(hackersmacker.org)
Although there are some commenters I would want to follow because they are potato.
There is something so magical about some of the more delulu Take Havers around here.
This is HN. The focus should be "does this person provide interesting or thought provoking comments", not "relationships" or "engagement".
There are plenty of HN commenters whose opinions I absolutely dislike (I'm sure it's mutual ;), but I still read them - they are at least well reasoned or point out missing facts. I don't have to like them to learn from them.
I'd prefer not to label things such that I'm justifying the label's negative potential by the disproportionately small "even if" range of positive ones.
Most things are interesting if you look deeply into them. People on the other hand can be repetitive and boring about them. Which would extend to the excessive use of meta-argument: complaining people aren't listeninf but also not actually saying anything of substance.
Version two: hide foes? Come to think of it, maybe the 'foe' aspect is the fun part...
EDIT: it's like I summoned him.
That's a good idea.
Here's my bad idea: the extension auto downvotes foes and auto upvotes friends. :)
Original post: https://news.ycombinator.com/item?id=46993774
What do you feel is the benefit to the community for this that isn't offered by native blocking/existing extensions?
I ask not out of malice, I ask because 2 reasons: 1. I imagine spending time on this/it's working well required you to see the value/benefit to it. 2. We must assume all hacker news commenting follows the rules, IE; good faith comment with relevant experience when required. This seems like a way to promote getting around that.
There is no “native blocking” on HN. You cannot block a user or hide their comments and submissions in perpetuity. You can only hide on a per-story basis.
How old is that icon set? I swear I used that same peppers icon for a Windows app that I published around 2002.

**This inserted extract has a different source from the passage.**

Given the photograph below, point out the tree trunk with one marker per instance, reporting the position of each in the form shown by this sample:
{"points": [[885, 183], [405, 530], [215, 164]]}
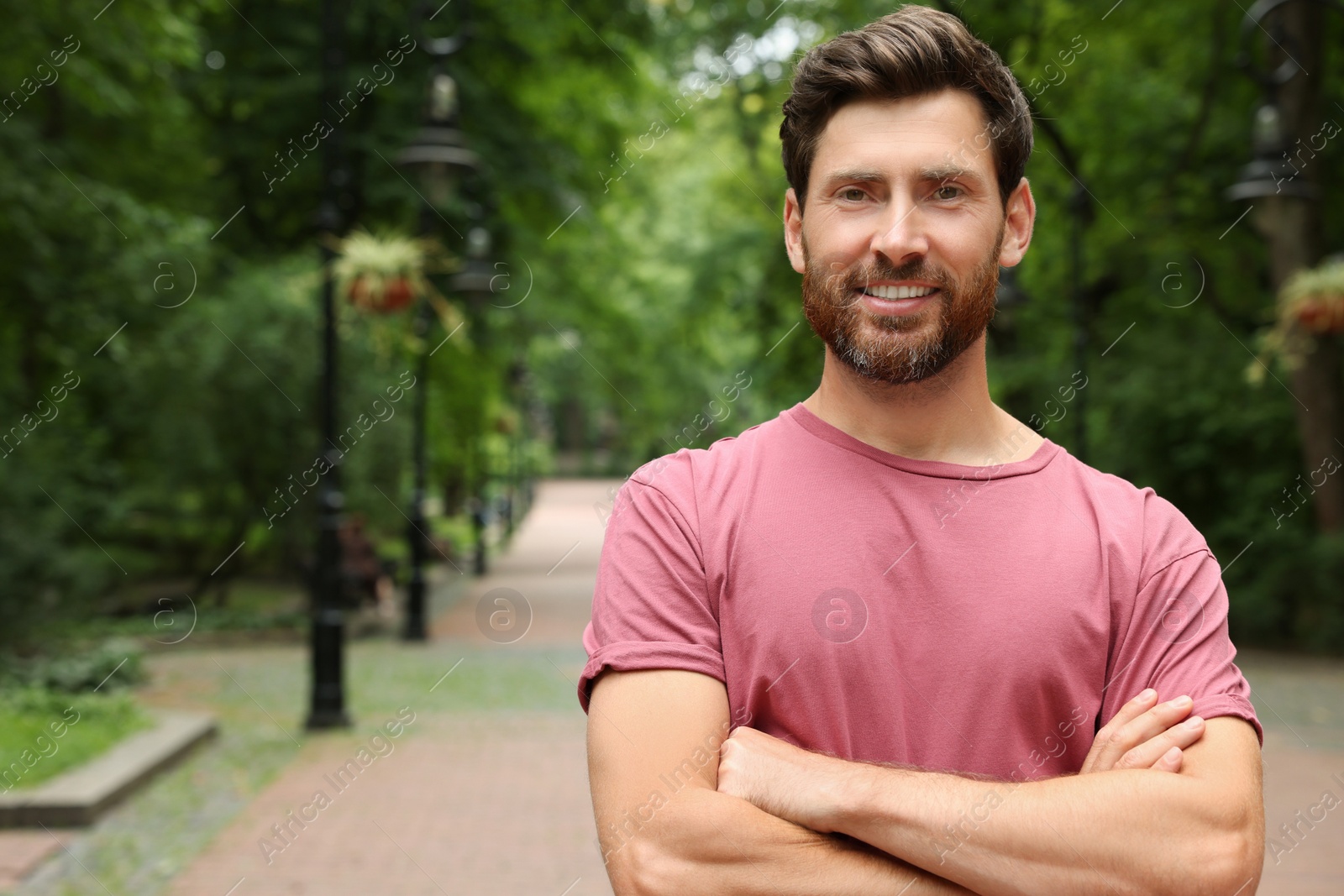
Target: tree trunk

It had a little text label next to names so you could manually add whatever you want. Recently I've thought about this extension and using it to tag the LLM users, or the humans who tend to pop up to fan the flames or who regularly post thought terminating comments - little tags to remind me to ignore the bots and trolls.
I guess if you just prefer wearing horse blinders?
Challenge my core belief? Well… I could rationally evaluate that, or, I could just use a tool to block it from my vision! Bubble thickener.
Also, many comments just take a wrong premise and attack you (e.g. that not wanting the slaughter of innocent people equals supporting terrorists who want to slaughter innocent people). They don't offer anything more than that, so that IMO taking the time to consider their mostly one-note opinion is just wasting said time.
As moderators we can only judge comments according to the guidelines, and can only ban accounts if they repeatedly breach them. You're always welcome to email us (hn@ycombinator.com) about an account that has been continually breaching the guidelines.
That's where an ignore system is useful.